Putting together a magazine is not, in the strictest sense of the phrase, a construction job, at least not the way it was before digital technology liberated us from X-Acto knives and wax-backed strips of paper placed just so on a layout board. That physical process isn’t missed by most of us who remember those days, but I am glad I had that experience of literally doing it by hand.
That is more or less the same experience the folks at the Product Realization Lab offer today’s students, though in a strikingly different context. Just as it was helpful for a budding editor to know what was involved in the physical construction of a publication, prospective engineers benefit from an intimate familiarity with the tools and processes required to make a product.

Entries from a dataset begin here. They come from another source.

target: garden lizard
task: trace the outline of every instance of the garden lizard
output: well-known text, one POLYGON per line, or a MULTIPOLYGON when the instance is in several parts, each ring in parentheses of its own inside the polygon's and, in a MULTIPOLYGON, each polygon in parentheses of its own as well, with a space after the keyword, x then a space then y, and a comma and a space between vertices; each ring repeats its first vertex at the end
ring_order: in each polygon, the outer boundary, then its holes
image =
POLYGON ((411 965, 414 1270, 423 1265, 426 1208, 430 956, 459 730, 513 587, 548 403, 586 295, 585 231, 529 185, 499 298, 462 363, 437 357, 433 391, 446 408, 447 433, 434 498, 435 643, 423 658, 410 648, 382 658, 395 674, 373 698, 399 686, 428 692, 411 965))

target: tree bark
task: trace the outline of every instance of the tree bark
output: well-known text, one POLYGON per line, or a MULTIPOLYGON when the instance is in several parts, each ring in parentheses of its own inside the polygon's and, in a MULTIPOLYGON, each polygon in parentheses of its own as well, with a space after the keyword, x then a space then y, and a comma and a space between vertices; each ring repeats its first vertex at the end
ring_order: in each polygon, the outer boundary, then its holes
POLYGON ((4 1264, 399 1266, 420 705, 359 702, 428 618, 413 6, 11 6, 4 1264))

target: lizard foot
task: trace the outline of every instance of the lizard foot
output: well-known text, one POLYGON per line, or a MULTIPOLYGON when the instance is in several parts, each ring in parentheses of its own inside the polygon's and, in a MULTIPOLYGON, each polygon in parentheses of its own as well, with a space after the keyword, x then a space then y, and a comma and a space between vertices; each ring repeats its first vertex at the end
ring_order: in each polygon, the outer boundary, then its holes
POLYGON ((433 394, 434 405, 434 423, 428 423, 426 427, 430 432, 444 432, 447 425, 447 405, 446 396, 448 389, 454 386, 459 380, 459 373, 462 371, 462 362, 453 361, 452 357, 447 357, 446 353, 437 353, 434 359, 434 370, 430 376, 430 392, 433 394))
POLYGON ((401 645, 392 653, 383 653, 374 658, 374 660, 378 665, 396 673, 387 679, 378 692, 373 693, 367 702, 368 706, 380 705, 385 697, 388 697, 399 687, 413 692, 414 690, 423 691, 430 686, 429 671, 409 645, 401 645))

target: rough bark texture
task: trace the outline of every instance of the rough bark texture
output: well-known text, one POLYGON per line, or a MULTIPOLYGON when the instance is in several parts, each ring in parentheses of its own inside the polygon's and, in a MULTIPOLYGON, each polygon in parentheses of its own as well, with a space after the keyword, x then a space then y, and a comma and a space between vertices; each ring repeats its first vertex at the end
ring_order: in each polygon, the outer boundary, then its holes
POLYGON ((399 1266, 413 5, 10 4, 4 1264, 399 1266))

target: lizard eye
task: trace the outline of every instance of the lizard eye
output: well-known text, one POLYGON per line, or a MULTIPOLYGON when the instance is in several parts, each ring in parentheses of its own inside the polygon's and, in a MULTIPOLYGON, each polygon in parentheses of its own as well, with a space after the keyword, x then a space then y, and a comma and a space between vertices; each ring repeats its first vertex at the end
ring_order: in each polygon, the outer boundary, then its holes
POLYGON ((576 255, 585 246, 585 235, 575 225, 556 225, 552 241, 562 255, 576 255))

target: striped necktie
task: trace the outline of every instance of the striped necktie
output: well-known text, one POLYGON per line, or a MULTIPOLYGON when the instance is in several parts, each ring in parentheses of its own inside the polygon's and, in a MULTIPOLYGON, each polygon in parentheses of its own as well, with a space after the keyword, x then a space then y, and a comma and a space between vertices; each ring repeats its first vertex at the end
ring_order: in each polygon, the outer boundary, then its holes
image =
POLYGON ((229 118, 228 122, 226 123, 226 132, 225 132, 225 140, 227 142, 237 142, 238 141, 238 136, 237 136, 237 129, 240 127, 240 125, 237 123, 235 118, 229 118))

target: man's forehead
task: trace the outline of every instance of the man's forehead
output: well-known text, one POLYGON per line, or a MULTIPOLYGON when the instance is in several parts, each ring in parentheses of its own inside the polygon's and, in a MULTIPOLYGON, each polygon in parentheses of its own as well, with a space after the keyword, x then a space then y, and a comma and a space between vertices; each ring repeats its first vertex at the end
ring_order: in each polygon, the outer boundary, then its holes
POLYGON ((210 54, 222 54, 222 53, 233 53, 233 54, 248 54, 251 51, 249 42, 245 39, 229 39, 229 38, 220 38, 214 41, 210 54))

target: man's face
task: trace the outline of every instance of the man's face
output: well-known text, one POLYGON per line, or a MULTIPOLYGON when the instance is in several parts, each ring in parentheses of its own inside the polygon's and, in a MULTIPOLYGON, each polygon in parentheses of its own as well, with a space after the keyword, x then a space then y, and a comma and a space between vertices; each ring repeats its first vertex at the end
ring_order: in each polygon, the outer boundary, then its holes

On page 58 in this issue, Sam Scott explores the inner sanctum of the PRL with its benevolent and knowing Jedi Master, David Beach. Beach has been there for more than 40 years, guiding students toward some exquisite combination of wizardry and wisdom.
The story also unpacks the peculiar history of what would be an anachronism at many elite universities—essentially a machine shop—and the foresight that Stanford decision-makers had in enabling the PRL to flourish. Last year, more than 1,000 students took a course at the PRL. It has spawned innovators and innovations; right now, all around the world, some number of children born with clubfoot are wearing a lightweight, inexpensive plastic brace developed by a pair of Stanford students who built its prototypes in the PRL.

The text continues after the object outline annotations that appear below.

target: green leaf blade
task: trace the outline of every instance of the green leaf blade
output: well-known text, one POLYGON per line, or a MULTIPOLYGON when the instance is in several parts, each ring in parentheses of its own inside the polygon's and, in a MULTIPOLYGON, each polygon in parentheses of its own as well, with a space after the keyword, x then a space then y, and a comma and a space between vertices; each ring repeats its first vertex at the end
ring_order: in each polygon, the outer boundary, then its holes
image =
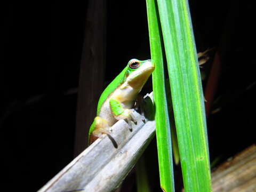
POLYGON ((185 189, 210 191, 204 105, 187 1, 157 1, 185 189))
POLYGON ((154 100, 156 106, 156 132, 160 182, 165 191, 174 191, 173 167, 170 125, 161 38, 161 26, 156 1, 146 0, 151 59, 155 63, 153 74, 154 100))

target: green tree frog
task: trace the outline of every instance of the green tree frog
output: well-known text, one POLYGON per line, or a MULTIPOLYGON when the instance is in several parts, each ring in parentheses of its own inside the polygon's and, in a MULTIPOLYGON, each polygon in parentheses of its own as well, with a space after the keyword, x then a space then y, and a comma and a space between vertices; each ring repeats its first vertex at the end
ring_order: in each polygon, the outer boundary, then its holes
POLYGON ((136 123, 130 109, 138 93, 155 69, 150 60, 133 59, 122 71, 108 85, 100 97, 95 117, 89 130, 89 145, 102 134, 109 135, 110 127, 118 120, 136 123))

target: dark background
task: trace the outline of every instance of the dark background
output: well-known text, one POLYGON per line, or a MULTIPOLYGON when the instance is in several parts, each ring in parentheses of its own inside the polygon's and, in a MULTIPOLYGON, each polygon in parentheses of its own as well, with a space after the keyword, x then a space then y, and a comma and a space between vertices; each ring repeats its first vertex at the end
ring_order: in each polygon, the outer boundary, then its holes
MULTIPOLYGON (((220 46, 222 53, 212 106, 220 110, 207 126, 211 161, 225 161, 255 142, 254 5, 189 3, 197 51, 220 46)), ((1 6, 1 187, 36 191, 74 157, 87 8, 87 1, 1 6)), ((150 58, 146 2, 108 1, 107 11, 106 82, 130 59, 150 58)))

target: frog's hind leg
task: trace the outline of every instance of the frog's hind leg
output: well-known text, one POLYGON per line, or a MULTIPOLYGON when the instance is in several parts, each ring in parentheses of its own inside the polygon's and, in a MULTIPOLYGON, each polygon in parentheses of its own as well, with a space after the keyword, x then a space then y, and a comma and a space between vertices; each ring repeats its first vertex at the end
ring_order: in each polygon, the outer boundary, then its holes
POLYGON ((110 135, 110 127, 108 121, 100 117, 96 117, 93 121, 89 131, 89 145, 92 143, 98 138, 102 137, 103 134, 106 134, 113 143, 115 148, 117 148, 117 143, 115 139, 110 135))

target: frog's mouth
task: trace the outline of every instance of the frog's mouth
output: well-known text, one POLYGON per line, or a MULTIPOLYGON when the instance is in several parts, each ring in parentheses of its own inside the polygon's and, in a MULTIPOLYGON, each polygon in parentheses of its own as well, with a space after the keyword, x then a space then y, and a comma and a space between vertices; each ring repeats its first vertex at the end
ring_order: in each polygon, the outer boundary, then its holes
POLYGON ((147 60, 138 70, 130 74, 126 79, 127 84, 140 91, 154 69, 155 66, 151 60, 147 60))

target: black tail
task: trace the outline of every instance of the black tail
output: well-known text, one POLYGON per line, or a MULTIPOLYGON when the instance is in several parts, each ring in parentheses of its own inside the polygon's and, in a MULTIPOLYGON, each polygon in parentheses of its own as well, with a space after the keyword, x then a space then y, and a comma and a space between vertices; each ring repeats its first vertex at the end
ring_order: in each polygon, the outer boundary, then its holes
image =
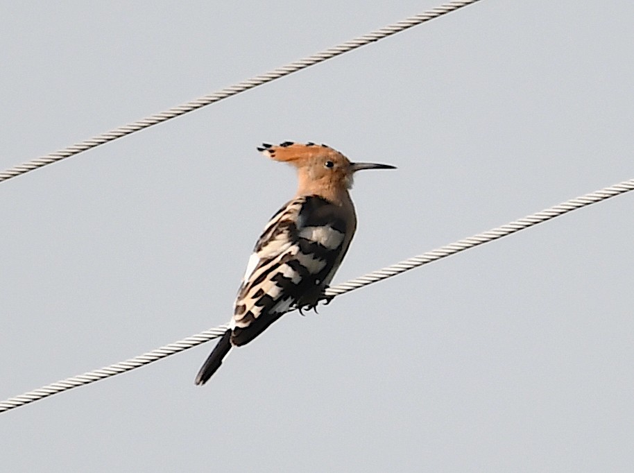
POLYGON ((223 364, 223 359, 231 350, 230 338, 231 330, 228 330, 203 364, 203 367, 196 377, 196 381, 194 381, 196 384, 198 386, 205 384, 212 377, 212 375, 216 372, 216 370, 220 368, 220 366, 223 364))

Experiential education is a hot trend at the moment, but the benefits that extend from learning by doing were understood long ago by Beach and his collaborators. Even for students who won’t become engineers, having the opportunity to see and know what it takes to make a thing will be a valuable complement to their overall education.
And isn’t there something just plain cool about a place where students can get their hands dirty? In this age when we are surrounded by the virtual, what a tonic it is to read about a place that celebrates the physical. It doesn’t quite make me yearn for an X-Acto knife, but I wouldn’t mind having a go at a welding torch.